Nemford’s embarrassment had become so acute that he seemed to wish he had starved before he ever offered his discovery for sale.

“Well... when we wind this up, I’ll turn over this model to you, without the booby trap, and all my specifications and blueprints. Now, if you changed your mind an hour later, and decided to stop payment on your check for the full price, you’d still have everything of mine, and you could have had my drawings copied a hundred times, and all I could do would be to sue you... Of course I’m not suggesting that you would, but you could. After all, I don’t really know anything about you, except that you’re supposed to own a lot of oil wells. Do you understand?”

Walt Jobyn stared at him for a moment, with his weathered face taking on a slight tinge of beetroot, and then he let out an equine squeal of laughter and slapped the inventor resoundingly on the back.

“Well, fan mah britches,” he chortled. “You’re as right as yuh can be, Doc, an’ yuh had the guts to come straight out with it. I like that. Okay, then, you tell me how yuh think we should do it.”

“I’d be scared to death to have all that money in cash,” Nemford said. “But cashier’s checks are just about as final, aren’t they? I mean, you can’t stop them or take them back. You could give me five of them, say, for forty thousand each, so that I could put them in different banks as I’d probably want to. But as soon as you gave them to me, I’d hand everything over.”

“If that’ll make yuh happy, Doc, that’s the way it’ll be.” Jobyn frowned. “But it’ll be the day after tomorrow at the soonest before I can get those checks from my bank in Texas, unless I charter a private plane to fetch ’em.”

“That’s all right, Mr Jobyn,” Nemford said, with his normal composure coming back again. “Whenever they get here, you can give me a call and come over and we’ll make the exchange.”

“Provided somebody hasn’t stolen those blueprints meanwhile,” Simon put in. “Or are they booby-trapped, too?”

Nemford shook his head.

“I don’t think they need to be.
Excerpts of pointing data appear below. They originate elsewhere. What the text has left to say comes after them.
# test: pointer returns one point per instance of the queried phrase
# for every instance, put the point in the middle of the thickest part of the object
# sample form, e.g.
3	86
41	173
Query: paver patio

They’re in a safe deposit box at my bank.”

“I won’t even ask yuh which bank, Doc,” Jobyn said jovially, “in case yuh think I might put Mr Templar here up to bustin’ into it.”

The joke did not seem to make any special impression on his audience.

“That’s fine, then,” Nemford said with an air of sober relief, and picked up his wrench to attack the bolts that secured his model. “Now if you won’t mind helping me get this back to the house...”

They assisted him to load his machine back on the wheelbarrow and cart it back to the shore, and there Jobyn held out his hand.

“We made a deal. Doc,” he said heartily. “I’ll be talkin’ to yuh soon with them checks in mah hand. An’ when yuh feel like takin’ a trip somewhere, you should come to Texas an’ see mah oil wells.”

He offered the same hand to Hamzah.

“Too bad yuh lost out, Colonel,” he said generously. “You should’ve made up your mind quicker — yuh could easily, not havin’ to listen to a back-seat-drivin’ wife, like me. Even if yuh got a dozen of ’em, you fellas got enough sense to keep ’em locked up in a harem. But better luck next time, anyhow.”

The Arabian delegate accepted the hand gingerly, and winced at the shake, but managed a toothily courteous grimace.

“Y’know, pardner,” Jobyn observed as they drove away, “Felicity’s goin’ to be spittin’ like a scalded bobcat when she hears this water-makin’ invention is as genuine as I been tellin’ her all along. She’ll like to tear your hair out for backin’ me up.”